Z_world – Δz on the world grid, ready as backproject_image(..., Z=Z_world).

Return type:

float or ndarray, shape (len(world_y), len(world_x))

dpivsoft.stereo_DPIV.disparity_convergence_report(disp_x, disp_y, valid, dz_inc, prev_rms=None, tag='')[source]

Print disparity self-calibration metrics; return disp_rms for the next call.

disp_rms alone plateaus at the PIV noise floor, so also show: the Δz step RMS (-> 0 when converged), the bias (coherent part Δz removes -> 0), the scatter (~irreducible floor) and the valid-window count. A disp_rms that GROWS vs prev_rms means a wrong Δz sign for this geometry.
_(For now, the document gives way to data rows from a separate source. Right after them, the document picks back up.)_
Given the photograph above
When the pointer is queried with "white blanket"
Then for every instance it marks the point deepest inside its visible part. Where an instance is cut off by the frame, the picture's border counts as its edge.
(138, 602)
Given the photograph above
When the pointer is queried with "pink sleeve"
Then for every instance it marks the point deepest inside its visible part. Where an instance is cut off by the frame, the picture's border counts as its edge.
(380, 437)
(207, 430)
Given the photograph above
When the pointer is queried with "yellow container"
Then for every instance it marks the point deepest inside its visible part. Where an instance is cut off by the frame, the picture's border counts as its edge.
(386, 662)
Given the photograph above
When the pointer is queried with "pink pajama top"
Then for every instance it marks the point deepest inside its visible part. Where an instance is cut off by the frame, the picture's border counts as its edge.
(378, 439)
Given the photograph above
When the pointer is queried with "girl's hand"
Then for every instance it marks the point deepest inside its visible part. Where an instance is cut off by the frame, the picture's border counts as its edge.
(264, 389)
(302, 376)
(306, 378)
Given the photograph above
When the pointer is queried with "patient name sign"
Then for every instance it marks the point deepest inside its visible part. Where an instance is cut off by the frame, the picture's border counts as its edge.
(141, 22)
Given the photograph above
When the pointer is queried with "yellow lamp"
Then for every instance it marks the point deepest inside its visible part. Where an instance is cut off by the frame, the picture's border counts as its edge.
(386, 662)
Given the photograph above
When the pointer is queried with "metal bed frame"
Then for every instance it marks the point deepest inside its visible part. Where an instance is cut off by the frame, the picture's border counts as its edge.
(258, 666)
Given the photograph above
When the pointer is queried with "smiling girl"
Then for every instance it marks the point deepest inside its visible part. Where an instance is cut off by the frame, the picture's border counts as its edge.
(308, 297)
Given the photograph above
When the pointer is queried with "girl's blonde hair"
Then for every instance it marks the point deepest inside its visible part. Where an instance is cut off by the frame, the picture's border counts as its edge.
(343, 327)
dpivsoft.stereo_DPIV.calibration_GUI(show_diagnostics=False)[source]

Launch the stereo calibration GUI (defined in stereo_gui.py).

Imported lazily so this math module has no hard Tkinter/PIL dependency.

Parameters:

show_diagnostics (bool) – Developer flag, forwarded to the GUI: when True, sort_points pops its diagnostic plot (the detected dots annotated with their assigned lattice (row, col) labels). Off by default so the workflow is not interrupted.